Il Poeta del jazz
- Sandra Maria Dami
- 5 giu 2019
- Tempo di lettura: 3 min
Un libro, una registrazione musicale memorabile, uno dei jazzisti più importanti di ogni tempo, e l’incontro prende forma

Chet Baker
Il libro è “Magari domani resto” di Lorenzo Marone, la registrazione è “My Funny Valentine”, colonna sonora delle sue pagine, e il jazzista è Chet Baker. È una parentesi delicata, lo è ancora di più se quella lettura scompiglia rende urgente la necessità di ascoltare lo stesso brano che la protagonista Luce accende nel romanzo contemporaneo di Marone. Sposto l’attenzione dalle pagine alla musica e appare qualcosa di inaspettato, un mondo - quello del jazz - accarezzato tante volte, e mai approfondito. Un mondo abitato da anime buie e fragili, capaci di una musica inconfondibile. Forse irripetibile. Cosa sia il jazz è intuibile, chi siano stati i timonieri di questo genere musicale viscerale e complesso lo sanno solo i suoi amanti, esperti per passione. Sì, perché il jazz puro non è subito pop e di facile ascolto. È lentezza e sofferenza. Non si confonde. Ha ispirazioni continue e non lascia spazi vuoti. Se non si ama, è insopportabile perché non concede nulla. È proprio del poeta-trombettista jazz Chet Baker l’affermazione che solo il due per cento del pubblico sa veramente ascoltare, intendendo con questo seguire le idee di un solista ed essere capaci di sentirle in relazione agli accordi. Parole nude che escludono ogni interesse verso fama e allori, sottolineando armonia e furore, due manifestazioni apparentemente inconciliabili, che in Chet trovano il loro accordo perfetto e unicità nella performance.

Street of Fame, Burghausen (Germania)
Chet Baker aspirava a quella lentezza quando suonava, fino al punto di arrabbiarsi ferocemente con chi nel gruppo osava velocità nell’esecuzione, e viveva con sofferenza facendo uso costante di droghe.
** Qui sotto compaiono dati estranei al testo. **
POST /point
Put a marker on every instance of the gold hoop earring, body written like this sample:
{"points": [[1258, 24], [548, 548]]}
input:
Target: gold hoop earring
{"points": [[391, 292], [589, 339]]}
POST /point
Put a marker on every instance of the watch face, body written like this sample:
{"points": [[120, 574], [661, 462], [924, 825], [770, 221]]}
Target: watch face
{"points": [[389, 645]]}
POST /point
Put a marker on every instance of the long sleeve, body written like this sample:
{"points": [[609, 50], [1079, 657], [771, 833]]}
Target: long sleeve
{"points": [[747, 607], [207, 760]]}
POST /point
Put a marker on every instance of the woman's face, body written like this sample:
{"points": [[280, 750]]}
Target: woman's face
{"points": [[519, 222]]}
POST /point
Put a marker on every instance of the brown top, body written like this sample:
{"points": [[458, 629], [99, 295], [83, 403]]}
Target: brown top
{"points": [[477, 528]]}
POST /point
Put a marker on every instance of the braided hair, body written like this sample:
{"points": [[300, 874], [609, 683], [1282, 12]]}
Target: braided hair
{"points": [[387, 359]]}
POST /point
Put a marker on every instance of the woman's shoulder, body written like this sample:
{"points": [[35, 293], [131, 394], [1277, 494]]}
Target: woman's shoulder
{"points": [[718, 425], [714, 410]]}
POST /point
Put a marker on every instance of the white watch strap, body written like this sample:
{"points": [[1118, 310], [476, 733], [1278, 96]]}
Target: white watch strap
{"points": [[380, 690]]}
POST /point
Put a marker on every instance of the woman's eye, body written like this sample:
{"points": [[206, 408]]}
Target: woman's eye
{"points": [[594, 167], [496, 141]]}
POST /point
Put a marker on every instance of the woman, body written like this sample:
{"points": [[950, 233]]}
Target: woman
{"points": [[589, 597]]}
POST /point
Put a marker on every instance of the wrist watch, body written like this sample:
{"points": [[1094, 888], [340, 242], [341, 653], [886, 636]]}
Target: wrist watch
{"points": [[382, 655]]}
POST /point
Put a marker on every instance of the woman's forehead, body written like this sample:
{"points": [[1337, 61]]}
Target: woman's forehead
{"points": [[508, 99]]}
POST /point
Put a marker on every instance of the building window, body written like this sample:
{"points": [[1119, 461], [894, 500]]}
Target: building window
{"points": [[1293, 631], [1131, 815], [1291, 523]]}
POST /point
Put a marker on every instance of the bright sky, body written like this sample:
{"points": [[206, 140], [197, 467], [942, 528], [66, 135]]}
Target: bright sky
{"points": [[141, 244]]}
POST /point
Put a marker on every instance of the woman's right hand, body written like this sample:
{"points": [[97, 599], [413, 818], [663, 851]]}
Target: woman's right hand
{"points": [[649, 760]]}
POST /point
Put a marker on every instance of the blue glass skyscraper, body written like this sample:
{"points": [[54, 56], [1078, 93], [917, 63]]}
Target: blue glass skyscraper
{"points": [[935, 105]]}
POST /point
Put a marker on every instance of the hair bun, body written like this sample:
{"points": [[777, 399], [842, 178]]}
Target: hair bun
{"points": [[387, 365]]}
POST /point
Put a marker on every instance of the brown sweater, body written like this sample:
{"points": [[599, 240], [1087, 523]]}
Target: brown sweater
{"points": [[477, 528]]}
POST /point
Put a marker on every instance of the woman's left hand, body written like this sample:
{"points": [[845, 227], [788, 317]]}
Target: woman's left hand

Come un folle metteva la sua vita nella musica con risultati memorabili, ma non viceversa. Entrava e usciva dai carceri con la stessa vibrante facilità con la quale suonava la sua tromba. Espulso da alcuni paesi europei, pestato a sangue da alcuni spacciatori di San Francisco, mascella rotta e denti saltati, ogni volta moriva per rinascere in qualche club fumoso e dalle luci basse, mentre Il suo volto da attore era sempre più incrostato di storie dolorose; non sfugge l’immagine che Enrico Rava, uno dei jazzisti italiani più internazionali, ha restituito di Chet Baker durante uno dei loro ultimi incontri, «Il suo volto bellissimo è ancora lì, nascosto da una fitta rete di rughe, come il volto di un vecchio capo indiano, gli occhi sono stanchi, sono occhi che hanno visto troppo orrore. Ho un attimo di smarrimento, mi sforzo per non piangere. Anche perché Chet non è un vecchio capo indiano. È un giovane uomo di quarantaquattro anni.»

Alla moglie Carol dobbiamo, invece, una delle visioni più affascinanti di Chet riportata nell’introduzione delle memorie perdute scritte di pugno dal musicista, e uscite nel 1997 con il titolo "Come se avessi le ali". Una visione dettata da un ricordo d’amore andato oltre il caos di un’esistenza, «Quanto ai miei ricordi di Chet, mi ci vorrebbe un libro intero per scalfire appena la superficie: come la luce del sole ridisegnava i suoi zigomi pronunciati; la curva ampia e morbida del suo braccio quando reggeva la tromba; come i suoi occhi si facevano intensi e distanti quando suonava. Rapide immagini di lui che tornano su all’improvviso facendomi venire un nodo alla gola.» Immagini che tornano, fermando con un giro di fiato il tempo senza mai risolvere la vita e la musica di Chet, neppure quando in una sera di maggio del 1988 precipita dalla camera di un albergo di Amsterdam, morendo sul colpo. Ciò che non si risolve, però, resta, e può accadere che la sua magia finisca in un libro, in un romanzo semplice, in una Napoli che Chet avrebbe di sicuro amato.
La poesia ha le sue curiose coincidenze. La vita, anche.